Bad AI also extends to the enemy factions too. The humanity faction AI mismanages the nations it controls really badly, and this results in them stagnating in the midgame, causing the player the surpass them very quickly and leave only the aliens as the real opposition.

The game is incredibly long. Some people might think this is a positive, but even as a veteran of Paradox grand strategy who is used to hundred-hour campaigns, Terra Invicta is just too long. I’ve got over a hundred hours in the game and have not come close to actually finishing a campaign. A big culprit of this is the bloated and overly engineered and complicated technology system (much of the early ship technology is useless anyway), which has hundreds of technologies and engineering projects. There are significant stretches of time where you’ll be nothing but waiting for tech to complete. But can’t just completely zone out and go full speed, because the requires you to micro your councillors constantly. There’s also a significant bottleneck for research in the midgame and if you don’t go down certain paths before than others you can waste a lot of time, despite the apparent gameplay freedom that is the design intent of the developers.

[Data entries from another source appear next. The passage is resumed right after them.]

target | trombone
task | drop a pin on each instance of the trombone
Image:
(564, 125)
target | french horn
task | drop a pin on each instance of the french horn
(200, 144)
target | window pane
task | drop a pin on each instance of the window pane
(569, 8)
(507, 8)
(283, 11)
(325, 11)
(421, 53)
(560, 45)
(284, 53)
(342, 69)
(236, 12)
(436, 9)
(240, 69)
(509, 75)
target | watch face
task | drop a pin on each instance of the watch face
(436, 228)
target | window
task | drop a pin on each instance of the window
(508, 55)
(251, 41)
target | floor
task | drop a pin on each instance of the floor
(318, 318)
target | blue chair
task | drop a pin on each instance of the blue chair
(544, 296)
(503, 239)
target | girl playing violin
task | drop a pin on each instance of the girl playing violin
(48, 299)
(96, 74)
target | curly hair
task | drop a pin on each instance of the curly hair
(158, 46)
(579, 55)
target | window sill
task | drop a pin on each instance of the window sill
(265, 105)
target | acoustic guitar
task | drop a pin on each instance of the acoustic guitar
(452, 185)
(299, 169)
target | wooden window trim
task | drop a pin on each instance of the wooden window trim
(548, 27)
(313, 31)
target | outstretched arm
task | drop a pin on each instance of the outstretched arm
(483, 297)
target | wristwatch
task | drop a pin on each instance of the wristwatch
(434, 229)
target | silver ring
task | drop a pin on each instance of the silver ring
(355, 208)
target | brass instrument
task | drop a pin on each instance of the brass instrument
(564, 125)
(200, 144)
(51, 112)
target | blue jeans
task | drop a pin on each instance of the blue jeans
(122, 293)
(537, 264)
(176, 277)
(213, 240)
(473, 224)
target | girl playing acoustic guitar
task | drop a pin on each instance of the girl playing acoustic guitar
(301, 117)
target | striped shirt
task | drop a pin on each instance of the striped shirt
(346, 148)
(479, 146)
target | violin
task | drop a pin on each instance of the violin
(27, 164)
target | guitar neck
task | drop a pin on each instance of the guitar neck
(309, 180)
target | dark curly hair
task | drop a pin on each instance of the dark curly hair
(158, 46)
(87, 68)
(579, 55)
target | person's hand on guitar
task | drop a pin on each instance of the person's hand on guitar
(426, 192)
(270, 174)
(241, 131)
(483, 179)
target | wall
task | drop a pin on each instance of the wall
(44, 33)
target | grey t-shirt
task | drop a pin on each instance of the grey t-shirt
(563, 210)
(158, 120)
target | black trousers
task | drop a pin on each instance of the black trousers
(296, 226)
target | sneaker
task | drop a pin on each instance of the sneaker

The grand strategy/geoscape parts are surprisingly shallow and feel very boardgamey. A major reason for this is that there is nothing really unique about any given country. They are all just the same pile of numbers that happen to start at different points of a scale. There’s actually no mechanical difference between China and the USA, China just happens to have lower education and democracy score but more population than the USA. If you democratize and education China using the same relatively shallow mechanics available to all countries, then you just end up with bigger USA. Things like migration, religion, sectarian or ethnic divides in a country aren’t modelled at all. And things that are modelled like democracy/government score or education are just simply points on a scale. You can pretty easily make Israel and Iran allies for example. It’s all just completely abstracted game mechanics that are the almost exactly same for all countries. It’s a board game where there’s a square that happens to be called India, but there’s nothing uniquely Indian about it, only abstracted gamified statistics of India. This is part of both the strength and weakness of Terra Invicta – it is an ambitious game with enormous scope, but any given specific mechanics is poorly developed.

I think a major problem with the game design as it stands, is despite the freedom in how you approach the game’s many mechanics, you’re ultimately pigeonholed into a rough playstyle and a predetermined victory condition. Many of the games I mentioned in the summary either are sandbox oriented and don’t have true win conditions (Paradox), or have multiple win conditions (Alpha Centauri/Civilization). In Terra Invicta, this means you can’t adjust adapt your plan to win based on the circumstances of the game or what you find the most enjoyable. In Civilization, sure you might be incentivised to go for a certain win condition based on which civilization you pick, but you always have the freedom to change. This I think really hurts the enjoyment of the game through limiting player options.

Continued below....

I wrote maybe half a post about TI last week and never sent it because it seemed kind of unfair to criticize a game I've played and (mostly!) enjoyed for a hundred hours. It's deeply flawed and I can't in good conscience recommend it to anyone unless you're already so deep down the GSG rabbit hole you know what you're getting into. Yet it does so many truly novel, interesting things, in a setting that may be poorly written and poorly explored (although, as far as video games go, I don't think it's that bad, it's just not even close to the greats) but still compelling -- I think it's worth playing.